In 1947, his short story “A Perfect Day for Bananafish,” featuring the troubled Seymour Glass, was published in The New Yorker. The Glass family, a group of bright siblings who agonized over their lives, would become the subject of many subsequent stories, all of which were published in The New Yorker and later collected in “Nine Stories,” “Franny and Zooey” and “Raise High the Roof Beam, Carpenters and Seymour: An Introduction.”
His last published story, “Hapworth 16, 1924,” appeared in 1965.
In his later life, Salinger became as well-known for his desire for privacy as his work, and when that privacy was shattered, he would sometimes lash out with lawsuits. A 1987 biography by Ian Hamilton was blocked by a U.S. appellate court; it eventually appeared, in heavily revised form, as “In Search of J.D. Salinger.” Salinger also sued a writer, Stephen Kunes, for impersonating him.
He had a nine-month affair with the 18-year-old Joyce Maynard in the early ’70s; she later wrote about it in a memoir and auctioned off his letters. (The buyer, Peter Norton, said he would return the letters to Salinger.)
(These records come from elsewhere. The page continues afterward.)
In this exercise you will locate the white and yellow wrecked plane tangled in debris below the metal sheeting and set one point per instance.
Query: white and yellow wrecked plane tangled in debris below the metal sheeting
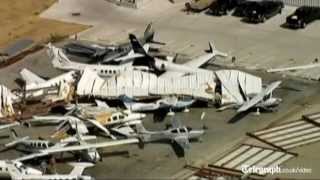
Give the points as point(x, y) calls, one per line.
point(82, 121)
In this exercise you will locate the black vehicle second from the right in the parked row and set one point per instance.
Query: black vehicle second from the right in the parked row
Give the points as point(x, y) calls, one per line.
point(263, 10)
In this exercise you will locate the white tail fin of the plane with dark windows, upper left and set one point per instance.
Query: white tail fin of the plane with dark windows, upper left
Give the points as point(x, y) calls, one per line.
point(59, 58)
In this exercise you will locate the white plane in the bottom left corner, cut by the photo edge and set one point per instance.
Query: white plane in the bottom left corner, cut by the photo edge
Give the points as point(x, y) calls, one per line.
point(18, 171)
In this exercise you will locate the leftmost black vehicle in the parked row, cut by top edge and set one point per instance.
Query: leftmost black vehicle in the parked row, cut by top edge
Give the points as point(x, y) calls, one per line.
point(222, 7)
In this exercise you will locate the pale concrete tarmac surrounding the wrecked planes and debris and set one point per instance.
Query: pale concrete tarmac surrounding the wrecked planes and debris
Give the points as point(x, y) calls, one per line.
point(255, 46)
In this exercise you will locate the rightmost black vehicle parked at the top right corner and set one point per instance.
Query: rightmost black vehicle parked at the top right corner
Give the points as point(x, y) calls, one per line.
point(303, 16)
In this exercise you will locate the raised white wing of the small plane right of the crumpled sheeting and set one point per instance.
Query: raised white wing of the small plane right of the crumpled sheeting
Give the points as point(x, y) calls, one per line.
point(256, 99)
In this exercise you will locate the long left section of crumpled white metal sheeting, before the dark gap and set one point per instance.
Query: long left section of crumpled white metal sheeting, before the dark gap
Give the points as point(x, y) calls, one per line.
point(143, 84)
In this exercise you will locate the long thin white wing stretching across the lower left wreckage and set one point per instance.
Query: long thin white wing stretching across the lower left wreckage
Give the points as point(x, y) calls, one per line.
point(50, 151)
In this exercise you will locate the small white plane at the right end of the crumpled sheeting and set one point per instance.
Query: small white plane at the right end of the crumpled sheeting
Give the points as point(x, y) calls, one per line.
point(263, 100)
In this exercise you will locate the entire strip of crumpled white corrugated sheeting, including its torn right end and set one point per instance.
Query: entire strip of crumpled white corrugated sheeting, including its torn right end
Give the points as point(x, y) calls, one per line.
point(143, 84)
Salinger’s daughter, Margaret, wrote a memoir, “Dream Catcher,” which was published in 2000. Neither Maynard’s nor Margaret Salinger’s books were positive, describing the author as controlling and having a host of unusual habits, including drinking his own urine.
Throughout it all, Salinger remained determinedly reserved. He gave interviews sparingly, the last one in 1981 to The (Baton Rouge, Louisiana) Advocate. Occasionally he would release terse statements about his work.
Thursday’s statement from Salinger’s literary agent acknowledged the writer’s isolation.
“Salinger had remarked that he was in this world but not of it. His body is gone but the family hopes that he is still with those he loves, whether they are religious or historical figures, personal friends or fictional characters,” the statement said.
“He will be missed by the few he was close to every bit as much as by the readers who loved reading him.”
Salinger was married three times, most recently to Colleen O’Neil, who survives him. He had two children, Matthew and Margaret, with his second wife, Claire Douglas, whom he divorced in 1967.